Ben miró las puntas de sus botas. Dijo:
—Siempre he estado a tu lado. En los peores momentos. Negros o mestizas, cuando se trata de ti, soy capaz de pasarlo por alto. Mi sitio está a tu lado. Cubriéndote la espalda. Como en la guerra. Iría contigo con la escopeta bajo el brazo hasta donde hiciera falta. Aunque fuera contra el clan. Pero tienes que entender una cosa: esto es el clan, y también algo más que el clan. Algo que te supera. No tenemos ninguna posibilidad. Ninguna. Si abro la boca estás muerto. Y probablemente también yo estaré muerto.
Sonó un cacareo desquiciado en la cuadra. Huck emergió de ella entre un revuelo de gallinas.
—¿Qué hacía ese medio negro ahí?
Tenía plumas sobre la cabeza y en los pantalones y llevaba un cubo de metal viejo en la mano. Lo alzó.
—¡Aquí hay brea! — gritó.
—Joder, voy a tener que correr un buen rato detrás de esas gallinas ¡Deja eso donde te lo has encontrado, Finn!
—Estás arrestado, Ben Rogers.
Miró a Tom como si se hubiera vuelto loco.
—¿Por qué?
—Embrearon a Marion.
—¿Y qué? Tengo un cubo para la brea. Todos tienen un cubo para la brea. Tú tienes un cubo para la brea. ¿Con qué tapas las goteras de tu tejado?
—Estás arrestado. Vamos.
—¿Lo dices en serio?
Se abrió una ventana y asomó la cabeza de Susy, con su larga y brillante melena rubia.
—¿Por qué vas a detener a Ben?
—Llévale la cena al calabozo.
Tom bajó las escaleras del porche, recogió el revólver y lo enfundó. Huck se situó junto a él, con el cubo en la mano. Susy seguía mirándolos por la ventana con las cejas enarcadas. Ben permanecía sentado, los puños apretados.
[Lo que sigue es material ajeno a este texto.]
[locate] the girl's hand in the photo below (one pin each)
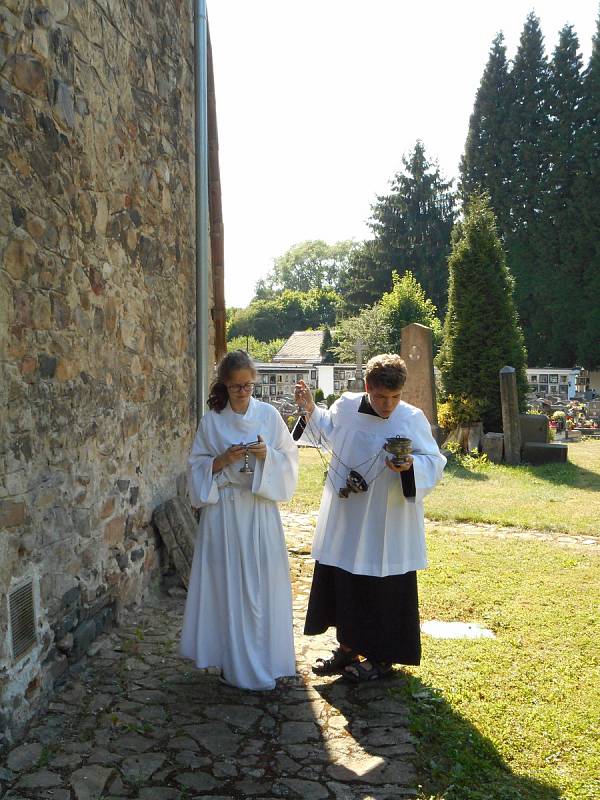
(404, 467)
(230, 456)
(303, 396)
(258, 449)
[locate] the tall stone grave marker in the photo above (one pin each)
(416, 349)
(510, 415)
(358, 384)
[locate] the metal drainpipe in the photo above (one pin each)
(202, 214)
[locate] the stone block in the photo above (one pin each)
(72, 597)
(177, 527)
(539, 453)
(83, 636)
(11, 514)
(534, 428)
(492, 444)
(114, 531)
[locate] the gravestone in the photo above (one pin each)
(416, 349)
(492, 444)
(510, 415)
(534, 428)
(358, 384)
(541, 453)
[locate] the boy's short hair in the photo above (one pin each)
(386, 370)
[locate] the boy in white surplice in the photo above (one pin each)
(238, 613)
(370, 535)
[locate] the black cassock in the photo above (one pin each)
(377, 617)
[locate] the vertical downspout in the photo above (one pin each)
(217, 255)
(201, 184)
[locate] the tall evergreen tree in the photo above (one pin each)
(411, 227)
(481, 329)
(527, 127)
(487, 161)
(560, 214)
(587, 192)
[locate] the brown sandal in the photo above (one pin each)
(335, 665)
(359, 673)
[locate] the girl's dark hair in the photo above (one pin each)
(218, 396)
(386, 371)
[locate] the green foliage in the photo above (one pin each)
(327, 353)
(533, 144)
(462, 410)
(411, 227)
(481, 329)
(259, 351)
(406, 303)
(284, 313)
(487, 160)
(372, 326)
(309, 265)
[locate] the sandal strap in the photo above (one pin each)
(336, 662)
(363, 675)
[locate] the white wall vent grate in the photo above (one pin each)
(22, 619)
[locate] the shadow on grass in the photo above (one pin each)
(458, 471)
(568, 474)
(454, 760)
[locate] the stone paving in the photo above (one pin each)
(135, 720)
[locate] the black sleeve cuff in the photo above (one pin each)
(409, 488)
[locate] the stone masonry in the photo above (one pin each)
(136, 720)
(97, 315)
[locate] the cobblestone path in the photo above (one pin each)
(138, 721)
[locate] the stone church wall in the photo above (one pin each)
(96, 318)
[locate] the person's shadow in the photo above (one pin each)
(406, 731)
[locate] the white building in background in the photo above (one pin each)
(300, 359)
(561, 382)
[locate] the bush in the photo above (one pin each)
(461, 410)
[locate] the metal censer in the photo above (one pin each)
(399, 448)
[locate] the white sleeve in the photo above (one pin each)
(428, 462)
(202, 483)
(276, 477)
(319, 426)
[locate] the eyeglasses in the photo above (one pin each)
(240, 387)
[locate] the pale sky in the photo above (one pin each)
(318, 100)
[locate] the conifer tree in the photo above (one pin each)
(481, 329)
(411, 227)
(487, 161)
(560, 220)
(527, 127)
(587, 192)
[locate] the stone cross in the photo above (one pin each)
(416, 348)
(509, 399)
(358, 384)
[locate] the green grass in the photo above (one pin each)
(517, 716)
(558, 497)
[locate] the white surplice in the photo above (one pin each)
(379, 532)
(238, 613)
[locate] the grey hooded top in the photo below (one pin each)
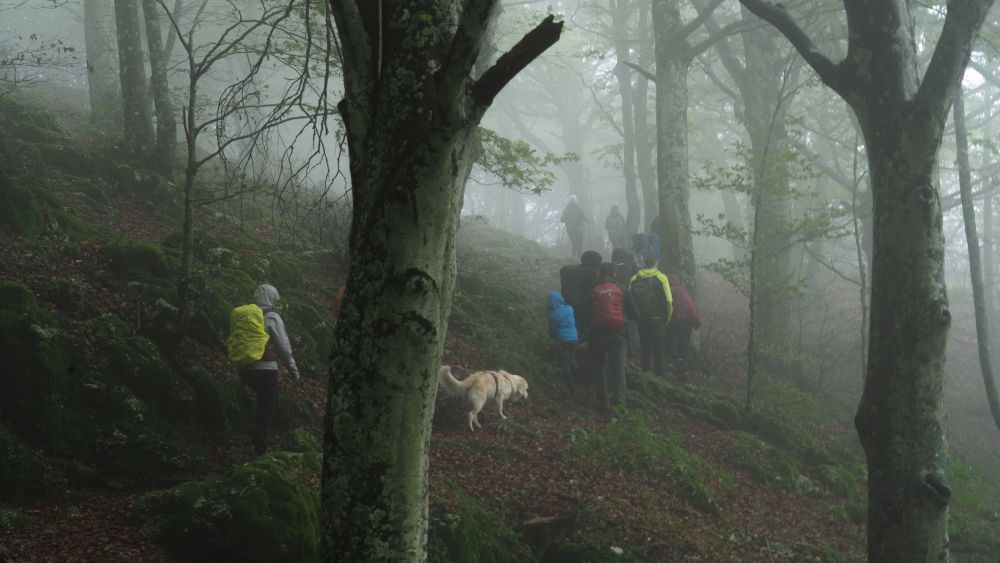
(266, 296)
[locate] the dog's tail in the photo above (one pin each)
(451, 385)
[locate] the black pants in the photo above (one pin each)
(608, 356)
(576, 241)
(264, 382)
(652, 342)
(567, 360)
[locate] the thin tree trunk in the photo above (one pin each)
(672, 62)
(102, 64)
(132, 68)
(643, 145)
(734, 216)
(409, 157)
(619, 17)
(975, 267)
(163, 155)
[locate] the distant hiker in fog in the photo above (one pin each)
(562, 329)
(610, 306)
(575, 222)
(651, 291)
(617, 231)
(647, 244)
(685, 319)
(261, 375)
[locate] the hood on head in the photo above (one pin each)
(266, 295)
(555, 300)
(591, 258)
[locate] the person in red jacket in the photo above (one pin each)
(685, 319)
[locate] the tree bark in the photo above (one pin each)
(901, 416)
(163, 154)
(672, 63)
(640, 101)
(765, 100)
(102, 64)
(409, 136)
(975, 266)
(132, 70)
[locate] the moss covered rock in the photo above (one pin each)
(311, 336)
(221, 401)
(461, 529)
(20, 211)
(265, 510)
(23, 472)
(38, 364)
(299, 440)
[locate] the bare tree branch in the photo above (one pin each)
(512, 62)
(778, 16)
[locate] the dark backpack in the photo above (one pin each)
(648, 296)
(607, 307)
(569, 284)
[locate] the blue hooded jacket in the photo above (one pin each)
(562, 325)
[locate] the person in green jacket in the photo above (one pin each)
(650, 290)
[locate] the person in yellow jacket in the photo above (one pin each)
(650, 290)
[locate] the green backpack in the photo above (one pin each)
(247, 337)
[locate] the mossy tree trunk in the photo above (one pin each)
(764, 87)
(162, 156)
(619, 17)
(410, 111)
(761, 100)
(643, 137)
(102, 64)
(902, 118)
(136, 113)
(674, 54)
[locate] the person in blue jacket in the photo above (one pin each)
(562, 329)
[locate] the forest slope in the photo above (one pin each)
(116, 399)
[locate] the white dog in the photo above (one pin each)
(482, 386)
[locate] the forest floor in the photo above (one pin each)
(553, 462)
(525, 466)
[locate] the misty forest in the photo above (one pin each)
(499, 281)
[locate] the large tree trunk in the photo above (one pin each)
(901, 416)
(132, 70)
(975, 266)
(102, 64)
(162, 156)
(409, 136)
(672, 63)
(643, 145)
(619, 16)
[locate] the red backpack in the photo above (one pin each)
(607, 309)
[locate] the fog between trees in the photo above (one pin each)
(758, 163)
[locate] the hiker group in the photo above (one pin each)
(601, 307)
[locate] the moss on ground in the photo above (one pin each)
(461, 529)
(265, 510)
(631, 443)
(23, 472)
(137, 260)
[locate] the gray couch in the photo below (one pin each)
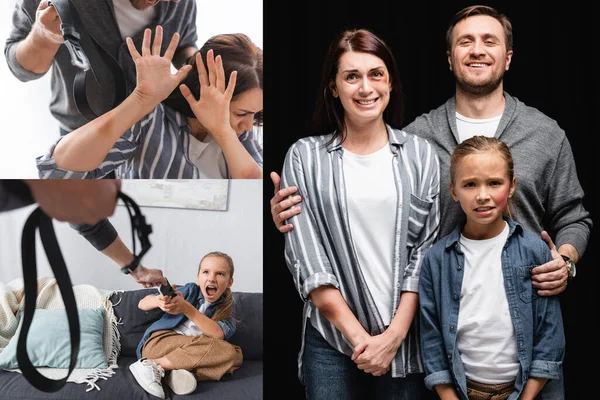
(244, 383)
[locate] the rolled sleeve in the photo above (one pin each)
(429, 207)
(228, 326)
(100, 235)
(317, 280)
(546, 369)
(438, 378)
(249, 140)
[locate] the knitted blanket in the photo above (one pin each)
(86, 296)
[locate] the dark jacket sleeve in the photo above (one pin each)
(14, 193)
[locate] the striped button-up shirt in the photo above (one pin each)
(156, 147)
(320, 251)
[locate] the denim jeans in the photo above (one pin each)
(330, 375)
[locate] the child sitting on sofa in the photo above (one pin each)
(190, 340)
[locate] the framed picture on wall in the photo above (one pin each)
(200, 194)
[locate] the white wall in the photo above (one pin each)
(28, 128)
(179, 240)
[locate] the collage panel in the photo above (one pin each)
(140, 132)
(167, 288)
(356, 217)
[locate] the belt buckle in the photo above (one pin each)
(78, 57)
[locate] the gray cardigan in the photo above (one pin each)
(99, 19)
(548, 196)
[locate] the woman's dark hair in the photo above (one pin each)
(329, 113)
(239, 54)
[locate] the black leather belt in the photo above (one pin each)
(39, 219)
(87, 55)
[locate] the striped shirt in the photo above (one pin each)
(156, 147)
(320, 251)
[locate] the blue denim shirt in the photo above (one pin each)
(537, 320)
(192, 294)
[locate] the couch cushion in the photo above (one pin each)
(248, 312)
(49, 340)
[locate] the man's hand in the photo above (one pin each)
(550, 278)
(148, 277)
(47, 23)
(155, 82)
(74, 200)
(281, 207)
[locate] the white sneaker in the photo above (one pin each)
(149, 374)
(181, 381)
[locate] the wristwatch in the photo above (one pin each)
(570, 266)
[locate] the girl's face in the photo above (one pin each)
(363, 86)
(482, 186)
(243, 108)
(214, 277)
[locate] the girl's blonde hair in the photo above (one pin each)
(225, 309)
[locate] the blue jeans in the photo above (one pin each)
(331, 375)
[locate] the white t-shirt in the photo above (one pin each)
(372, 201)
(486, 337)
(469, 127)
(131, 20)
(188, 328)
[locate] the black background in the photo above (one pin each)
(552, 69)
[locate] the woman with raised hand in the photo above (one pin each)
(182, 138)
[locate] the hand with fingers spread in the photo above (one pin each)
(282, 207)
(155, 82)
(212, 108)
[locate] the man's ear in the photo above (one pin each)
(452, 192)
(334, 92)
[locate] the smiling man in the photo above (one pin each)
(35, 45)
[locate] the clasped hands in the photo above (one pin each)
(155, 81)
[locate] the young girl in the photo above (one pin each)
(161, 131)
(371, 210)
(190, 339)
(484, 330)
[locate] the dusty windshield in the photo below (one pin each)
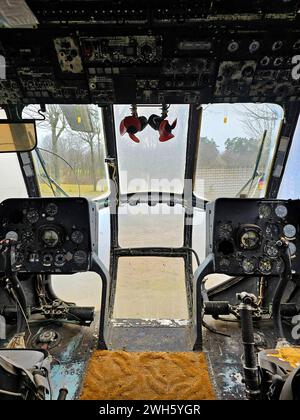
(71, 151)
(237, 144)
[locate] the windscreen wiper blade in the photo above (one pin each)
(50, 180)
(255, 172)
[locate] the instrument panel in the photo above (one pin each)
(52, 235)
(175, 64)
(249, 236)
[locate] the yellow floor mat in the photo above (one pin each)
(119, 375)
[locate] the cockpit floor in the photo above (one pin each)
(120, 375)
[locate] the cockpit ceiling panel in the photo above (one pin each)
(189, 65)
(16, 14)
(156, 12)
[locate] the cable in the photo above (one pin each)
(213, 330)
(195, 254)
(283, 281)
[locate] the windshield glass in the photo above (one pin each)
(71, 151)
(152, 165)
(236, 149)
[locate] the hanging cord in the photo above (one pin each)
(283, 281)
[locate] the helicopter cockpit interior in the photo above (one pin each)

—En marcha, soldado. Vamos.
Ben habría podido partirle el cuello fácilmente con esos brazos suyos. Siempre que había detenido a Ben estaba tan borracho que no se tenía en pie, y aun así había tratado de esposarlo por la espalda. Una vez incluso tuvo que recurrir al bastón para nockearlo. Pero ahora Huck estaba a su lado. Podrían con él. Pero temía la reacción de Huck. De hecho, se hizo consciente de que estaba escuchando la respiración de Huck, atento a cualquier alteración en su ritmo, con el bastón dispuesto por si tenía que cruzarlo contra su pecho para frenarlo. No, Huck no se alteraba. Y ni siquiera esa calma aparente bastaba para tranquilizarlo.
—Venga, Ben. Por las buenas o por las malas, tú decides, soldado.
Ben miró a Susy. Ella asintió.
—Te llevaré la cena.
Ben llenó los carrillos de aire, lo soltó en un bufido. Dijo:
—¡Pero no vas a esposarme!
—No lo haré.
—No vas a pasearme por el pueblo esposado. No puedes hacer eso.
—Daremos un rodeo para llegar al calabozo. La poca reputación que te queda estará a salvo.
—Como si camináramos juntos...
—Como si camináramos juntos.
Se levantó de la mecedora, bajó los peldaños del porche y echó a andar. Tom se situó a un lado, Huck al otro. Ben puso una mano junto al oído.
—¿Oyes eso, cabo?
—¿El qué?
—La muerte. Riéndose de nosotros. De los tres.